I imagine after five years this system could completely change everything about life expectancy especially in the majority of the world where lab technicians are over worked and treatment is done without accurate diagnostics.

Public Domain Idea

This idea belongs to humanity, for the good of all, for the honor of our Creator - that we may show our love to one another.

Another words, I am posting this idea publicly to prevent any patents. This is not an invention that should be patented. This is an idea that should be available to everyone. Let the free market make as many versions as possible as cheaply as possible and available to all.
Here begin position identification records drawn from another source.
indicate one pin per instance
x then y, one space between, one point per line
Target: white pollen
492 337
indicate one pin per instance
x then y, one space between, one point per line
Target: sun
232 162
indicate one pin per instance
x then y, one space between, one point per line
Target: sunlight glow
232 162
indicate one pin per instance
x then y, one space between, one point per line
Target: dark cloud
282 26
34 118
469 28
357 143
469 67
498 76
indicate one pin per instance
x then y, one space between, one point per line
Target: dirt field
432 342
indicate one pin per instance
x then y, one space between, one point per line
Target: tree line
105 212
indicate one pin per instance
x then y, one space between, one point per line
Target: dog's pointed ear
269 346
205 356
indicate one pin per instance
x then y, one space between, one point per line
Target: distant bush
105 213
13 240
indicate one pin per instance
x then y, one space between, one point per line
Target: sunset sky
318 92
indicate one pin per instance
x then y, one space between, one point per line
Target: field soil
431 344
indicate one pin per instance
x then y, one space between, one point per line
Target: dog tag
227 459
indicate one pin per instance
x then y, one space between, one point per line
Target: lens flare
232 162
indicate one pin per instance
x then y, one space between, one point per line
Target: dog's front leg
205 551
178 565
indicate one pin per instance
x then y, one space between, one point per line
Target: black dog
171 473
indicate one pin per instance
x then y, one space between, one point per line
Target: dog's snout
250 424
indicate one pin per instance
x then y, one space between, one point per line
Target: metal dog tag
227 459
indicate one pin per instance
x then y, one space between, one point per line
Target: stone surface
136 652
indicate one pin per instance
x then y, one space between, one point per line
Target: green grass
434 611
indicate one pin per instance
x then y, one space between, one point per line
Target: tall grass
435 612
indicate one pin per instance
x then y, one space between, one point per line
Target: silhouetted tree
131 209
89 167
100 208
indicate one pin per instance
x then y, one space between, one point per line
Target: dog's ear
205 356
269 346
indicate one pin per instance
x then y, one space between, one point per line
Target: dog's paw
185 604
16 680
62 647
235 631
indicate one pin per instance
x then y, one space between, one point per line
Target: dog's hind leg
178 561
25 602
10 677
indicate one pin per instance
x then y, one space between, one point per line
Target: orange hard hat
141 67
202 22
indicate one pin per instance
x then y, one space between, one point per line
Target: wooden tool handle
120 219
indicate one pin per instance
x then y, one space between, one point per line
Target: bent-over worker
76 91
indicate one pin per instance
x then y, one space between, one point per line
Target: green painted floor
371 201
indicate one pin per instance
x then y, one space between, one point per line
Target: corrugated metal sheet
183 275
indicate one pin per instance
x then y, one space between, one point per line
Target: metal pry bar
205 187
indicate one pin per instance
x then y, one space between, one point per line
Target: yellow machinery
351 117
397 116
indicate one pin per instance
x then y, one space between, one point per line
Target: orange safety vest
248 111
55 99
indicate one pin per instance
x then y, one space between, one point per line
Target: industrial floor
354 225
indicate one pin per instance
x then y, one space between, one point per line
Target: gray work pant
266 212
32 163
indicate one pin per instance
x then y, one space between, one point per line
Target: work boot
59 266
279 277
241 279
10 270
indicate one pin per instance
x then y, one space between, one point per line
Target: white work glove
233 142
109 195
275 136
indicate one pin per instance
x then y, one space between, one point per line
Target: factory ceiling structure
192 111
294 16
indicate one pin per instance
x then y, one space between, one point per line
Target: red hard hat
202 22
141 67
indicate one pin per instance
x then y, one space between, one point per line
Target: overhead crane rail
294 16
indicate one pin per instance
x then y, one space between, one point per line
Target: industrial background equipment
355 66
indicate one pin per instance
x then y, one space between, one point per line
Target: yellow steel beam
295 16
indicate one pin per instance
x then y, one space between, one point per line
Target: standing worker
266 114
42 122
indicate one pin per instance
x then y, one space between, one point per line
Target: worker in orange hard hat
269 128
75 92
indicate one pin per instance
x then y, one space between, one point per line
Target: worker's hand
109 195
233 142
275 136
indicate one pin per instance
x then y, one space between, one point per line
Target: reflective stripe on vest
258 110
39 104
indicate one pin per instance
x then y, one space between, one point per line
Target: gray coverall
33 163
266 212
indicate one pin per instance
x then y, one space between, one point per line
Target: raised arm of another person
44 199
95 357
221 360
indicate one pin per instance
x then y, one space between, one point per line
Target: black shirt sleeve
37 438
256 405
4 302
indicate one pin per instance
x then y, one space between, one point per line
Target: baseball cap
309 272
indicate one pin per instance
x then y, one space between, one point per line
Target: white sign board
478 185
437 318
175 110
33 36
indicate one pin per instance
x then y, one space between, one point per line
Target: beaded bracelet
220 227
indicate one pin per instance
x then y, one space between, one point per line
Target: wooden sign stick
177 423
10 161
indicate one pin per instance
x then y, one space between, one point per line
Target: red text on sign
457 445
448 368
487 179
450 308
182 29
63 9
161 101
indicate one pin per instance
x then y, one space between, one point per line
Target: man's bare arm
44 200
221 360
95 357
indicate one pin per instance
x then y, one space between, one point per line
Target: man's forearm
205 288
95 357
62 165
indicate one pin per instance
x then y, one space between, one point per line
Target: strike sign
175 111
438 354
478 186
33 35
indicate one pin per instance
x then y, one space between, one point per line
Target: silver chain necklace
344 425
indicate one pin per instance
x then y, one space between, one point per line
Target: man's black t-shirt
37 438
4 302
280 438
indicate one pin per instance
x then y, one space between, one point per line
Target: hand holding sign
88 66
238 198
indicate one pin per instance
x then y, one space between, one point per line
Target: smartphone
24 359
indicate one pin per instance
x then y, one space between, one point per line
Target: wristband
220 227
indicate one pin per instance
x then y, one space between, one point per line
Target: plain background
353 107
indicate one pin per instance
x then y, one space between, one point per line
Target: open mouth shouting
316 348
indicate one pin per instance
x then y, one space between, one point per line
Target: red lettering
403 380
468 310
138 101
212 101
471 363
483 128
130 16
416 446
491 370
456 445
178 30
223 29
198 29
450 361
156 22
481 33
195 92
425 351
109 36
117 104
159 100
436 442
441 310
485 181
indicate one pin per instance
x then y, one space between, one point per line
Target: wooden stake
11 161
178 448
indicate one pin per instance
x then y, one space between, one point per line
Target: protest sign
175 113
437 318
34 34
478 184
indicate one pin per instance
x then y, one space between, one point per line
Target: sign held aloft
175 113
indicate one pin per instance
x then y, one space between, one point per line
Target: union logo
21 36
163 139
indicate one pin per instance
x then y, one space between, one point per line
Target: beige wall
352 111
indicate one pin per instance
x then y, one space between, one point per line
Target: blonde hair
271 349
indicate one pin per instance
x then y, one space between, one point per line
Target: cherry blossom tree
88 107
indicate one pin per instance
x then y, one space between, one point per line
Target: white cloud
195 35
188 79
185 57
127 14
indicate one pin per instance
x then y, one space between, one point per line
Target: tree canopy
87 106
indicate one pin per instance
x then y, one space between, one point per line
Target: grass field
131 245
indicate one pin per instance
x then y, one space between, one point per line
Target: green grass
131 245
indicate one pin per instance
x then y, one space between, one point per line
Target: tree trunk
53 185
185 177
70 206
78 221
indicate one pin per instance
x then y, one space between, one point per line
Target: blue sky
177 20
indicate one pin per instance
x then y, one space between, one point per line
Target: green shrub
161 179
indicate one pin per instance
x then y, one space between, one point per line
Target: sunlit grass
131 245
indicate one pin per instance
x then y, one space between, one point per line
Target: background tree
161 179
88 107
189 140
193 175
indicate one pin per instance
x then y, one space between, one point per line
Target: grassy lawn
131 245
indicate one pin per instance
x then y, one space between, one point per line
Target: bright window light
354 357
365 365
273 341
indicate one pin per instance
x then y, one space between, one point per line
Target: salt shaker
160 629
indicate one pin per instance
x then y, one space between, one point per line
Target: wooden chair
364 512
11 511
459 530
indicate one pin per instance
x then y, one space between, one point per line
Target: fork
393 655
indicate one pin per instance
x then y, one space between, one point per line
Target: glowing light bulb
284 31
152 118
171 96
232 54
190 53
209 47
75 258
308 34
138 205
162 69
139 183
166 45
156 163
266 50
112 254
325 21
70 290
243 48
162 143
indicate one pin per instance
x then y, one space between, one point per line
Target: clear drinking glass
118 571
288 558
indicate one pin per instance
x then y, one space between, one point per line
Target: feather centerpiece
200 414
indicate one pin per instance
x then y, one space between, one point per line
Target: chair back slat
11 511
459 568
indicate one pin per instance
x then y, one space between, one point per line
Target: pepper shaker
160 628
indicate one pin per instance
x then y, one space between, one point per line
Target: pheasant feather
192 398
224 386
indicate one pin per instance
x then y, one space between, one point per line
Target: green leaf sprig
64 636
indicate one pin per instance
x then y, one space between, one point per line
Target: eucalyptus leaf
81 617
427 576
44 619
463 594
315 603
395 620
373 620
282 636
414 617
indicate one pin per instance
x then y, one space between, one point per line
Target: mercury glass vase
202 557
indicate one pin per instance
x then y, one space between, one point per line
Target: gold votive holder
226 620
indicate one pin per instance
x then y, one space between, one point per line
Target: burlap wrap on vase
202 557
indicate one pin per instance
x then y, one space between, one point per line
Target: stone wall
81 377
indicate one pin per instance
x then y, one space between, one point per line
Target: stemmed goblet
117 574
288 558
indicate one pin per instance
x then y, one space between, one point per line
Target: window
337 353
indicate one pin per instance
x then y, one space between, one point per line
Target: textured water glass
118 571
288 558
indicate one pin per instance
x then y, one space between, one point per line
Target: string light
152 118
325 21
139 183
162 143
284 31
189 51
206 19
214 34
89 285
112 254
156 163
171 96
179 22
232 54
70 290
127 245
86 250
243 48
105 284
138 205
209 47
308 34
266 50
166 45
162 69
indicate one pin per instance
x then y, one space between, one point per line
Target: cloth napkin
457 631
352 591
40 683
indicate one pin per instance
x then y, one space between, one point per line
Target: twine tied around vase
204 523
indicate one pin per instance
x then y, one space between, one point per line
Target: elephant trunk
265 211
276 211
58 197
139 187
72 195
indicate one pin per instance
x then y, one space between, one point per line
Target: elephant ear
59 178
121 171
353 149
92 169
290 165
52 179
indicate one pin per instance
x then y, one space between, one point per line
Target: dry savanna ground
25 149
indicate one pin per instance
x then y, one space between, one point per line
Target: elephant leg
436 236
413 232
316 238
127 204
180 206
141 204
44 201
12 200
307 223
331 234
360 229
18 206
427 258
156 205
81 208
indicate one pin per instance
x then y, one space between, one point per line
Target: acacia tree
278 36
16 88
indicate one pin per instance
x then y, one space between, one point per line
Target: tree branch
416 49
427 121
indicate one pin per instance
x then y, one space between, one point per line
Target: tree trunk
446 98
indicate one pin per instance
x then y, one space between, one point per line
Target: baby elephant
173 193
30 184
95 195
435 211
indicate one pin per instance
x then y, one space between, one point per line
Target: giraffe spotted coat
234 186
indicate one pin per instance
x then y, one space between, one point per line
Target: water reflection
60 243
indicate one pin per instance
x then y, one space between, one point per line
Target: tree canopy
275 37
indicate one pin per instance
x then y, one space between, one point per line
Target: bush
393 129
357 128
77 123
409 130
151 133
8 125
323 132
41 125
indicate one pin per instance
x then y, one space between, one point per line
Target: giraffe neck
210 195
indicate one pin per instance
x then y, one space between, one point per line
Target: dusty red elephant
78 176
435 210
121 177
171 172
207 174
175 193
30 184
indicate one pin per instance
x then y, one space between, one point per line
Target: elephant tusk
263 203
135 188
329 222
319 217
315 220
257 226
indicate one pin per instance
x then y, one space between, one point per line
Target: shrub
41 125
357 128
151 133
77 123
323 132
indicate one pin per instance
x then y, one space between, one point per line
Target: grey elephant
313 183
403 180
This idea covers as broad a mechanism as possible to declare any usage as free from patent:

  • Using any driving mechanism (i.e. motors, springs, gears, etc.)
  • To move any digital camera (i.e. smart phone, micro camera, etc.)
  • Over any body fluid sample (i.e. blood, urine, saliva, etc.)
  • Prepared with any technique (i.e. slide, smear, capillary, centrifuged, etc.)
  • Along any direction (i.e. 3D pathways, 2D pathways, etc.)
  • With any transformations (i.e. focal length, light source, etc.)
  • For any metric (i.e. blood count, disease prognosis, infection prognosis, etc.)
  • Analyzed with any software (i.e. neural network, genetic algorithms, etc.)
  • To generate any recommendation (i.e. medicine prescriptions, treatment schedule, etc.)